The flexibility of Indian processors to divert their shrimp exports to different markets such because the UK (as a result of India-UK free commerce settlement), China and Russia will assist quantity to some extent within the second half of this fiscal.
“The headwinds will impression processors and discourage farmers from persevering with to spend money on shrimp tradition. Farmers incur upfront prices for land lease, seed and feed. Moreover, investments in gear for aeration, electrical energy and total pond administration and biosecurity have considerably raised the manufacturing value,” Crisil Scores Senior Director Rahul Guha mentioned.
Falling enterprise quantity may even trigger working margin to plunge to its decadal low of 5-5.5 per cent this fiscal as a result of impression of the tariff plus levies, decrease capability utilisation resulting from lack of income and shrinking gross sales of value-added and huge shrimps, which have been largely exported to the US and fetched increased revenues and margin, the report mentioned.
Debt safety metrics will reasonable on decrease profitability, whilst working capital debt reduces resulting from decrease enterprise quantity.

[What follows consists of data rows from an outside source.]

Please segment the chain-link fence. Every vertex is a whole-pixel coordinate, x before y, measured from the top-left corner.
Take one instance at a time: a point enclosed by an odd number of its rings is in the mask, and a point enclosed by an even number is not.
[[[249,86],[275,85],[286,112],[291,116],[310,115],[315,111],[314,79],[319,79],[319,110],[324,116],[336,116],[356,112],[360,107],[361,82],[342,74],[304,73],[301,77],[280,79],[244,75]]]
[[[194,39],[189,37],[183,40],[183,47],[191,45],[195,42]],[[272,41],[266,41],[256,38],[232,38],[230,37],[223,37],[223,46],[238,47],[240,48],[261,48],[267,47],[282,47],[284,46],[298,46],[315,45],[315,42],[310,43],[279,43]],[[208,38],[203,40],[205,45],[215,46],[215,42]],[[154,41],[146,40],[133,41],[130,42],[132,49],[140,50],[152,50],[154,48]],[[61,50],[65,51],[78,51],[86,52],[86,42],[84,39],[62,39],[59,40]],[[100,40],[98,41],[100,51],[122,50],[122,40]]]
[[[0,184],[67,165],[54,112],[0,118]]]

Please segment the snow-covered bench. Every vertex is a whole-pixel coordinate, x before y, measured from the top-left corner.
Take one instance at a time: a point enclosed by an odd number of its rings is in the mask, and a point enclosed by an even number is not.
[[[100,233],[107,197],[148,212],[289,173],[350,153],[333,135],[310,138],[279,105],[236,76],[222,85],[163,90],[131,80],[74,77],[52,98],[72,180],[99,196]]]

“The credit score profiles of shrimp exporters targeted on the US market will face additional challenges after two sluggish years. The curiosity protection is prone to reasonable to three.3 occasions this fiscal from 4.8 occasions final fiscal because the revenue margin compresses. The monetary leverage, nevertheless, is anticipated to stay steady at 0.5 occasions,” Crisil Scores Director Himank Sharma mentioned.